Paper: https://arxiv.org/abs/2007.03898

Abstract:
Normalizing flows, autoregressive models, variational autoencoders (VAEs), and deep energy-based models are among competing likelihood-based frameworks for deep generative learning. Among them, VAEs have the advantage of fast and tractable sampling and easy-to-access encoding networks. However, they are currently outperformed by other models such as normalizing flows and autoregressive models. While the majority of the research in VAEs is focused on the statistical challenges, we explore the orthogonal direction of carefully designing neural architectures for hierarchical VAEs. We propose Nouveau VAE (NVAE), a deep hierarchical VAE built for image generation using depth-wise separable convolutions and batch normalization. NVAE is equipped with a residual parameterization of Normal distributions and its training is stabilized by spectral regularization.
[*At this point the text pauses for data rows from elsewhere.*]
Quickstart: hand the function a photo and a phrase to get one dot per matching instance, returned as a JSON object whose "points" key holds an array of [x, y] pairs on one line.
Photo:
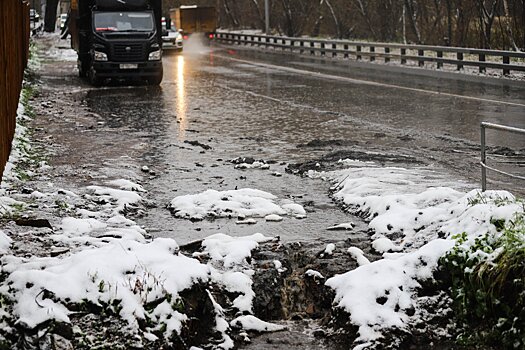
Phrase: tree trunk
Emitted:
{"points": [[336, 21], [50, 17], [260, 15], [230, 14], [508, 26], [449, 40], [364, 12]]}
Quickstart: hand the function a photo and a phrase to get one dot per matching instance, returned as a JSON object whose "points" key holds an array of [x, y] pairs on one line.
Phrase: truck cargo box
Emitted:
{"points": [[194, 19]]}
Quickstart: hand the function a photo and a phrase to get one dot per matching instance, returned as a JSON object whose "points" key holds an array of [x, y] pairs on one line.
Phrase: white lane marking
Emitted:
{"points": [[371, 83]]}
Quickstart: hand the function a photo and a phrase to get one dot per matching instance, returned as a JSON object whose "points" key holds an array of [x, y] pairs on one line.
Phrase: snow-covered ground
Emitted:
{"points": [[104, 258]]}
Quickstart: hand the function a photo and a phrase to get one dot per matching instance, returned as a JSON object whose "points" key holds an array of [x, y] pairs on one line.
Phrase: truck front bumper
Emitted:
{"points": [[127, 70]]}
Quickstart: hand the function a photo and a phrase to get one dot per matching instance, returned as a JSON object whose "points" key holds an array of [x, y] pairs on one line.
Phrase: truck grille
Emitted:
{"points": [[128, 52]]}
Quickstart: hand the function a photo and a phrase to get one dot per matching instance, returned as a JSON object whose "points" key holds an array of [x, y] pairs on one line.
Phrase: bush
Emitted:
{"points": [[488, 285]]}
We show that NVAE achieves state-of-the-art results among non-autoregressive likelihood-based models on the MNIST, CIFAR-10, and CelebA HQ datasets and it provides a strong baseline on FFHQ. For example, on CIFAR-10, NVAE pushes the state-of-the-art from 2.98 to 2.91 bits per dimension, and it produces high-quality images on CelebA HQ as shown in Fig. 1. To the best of our knowledge, NVAE is the first successful VAE applied to natural images as large as 256×256 pixels.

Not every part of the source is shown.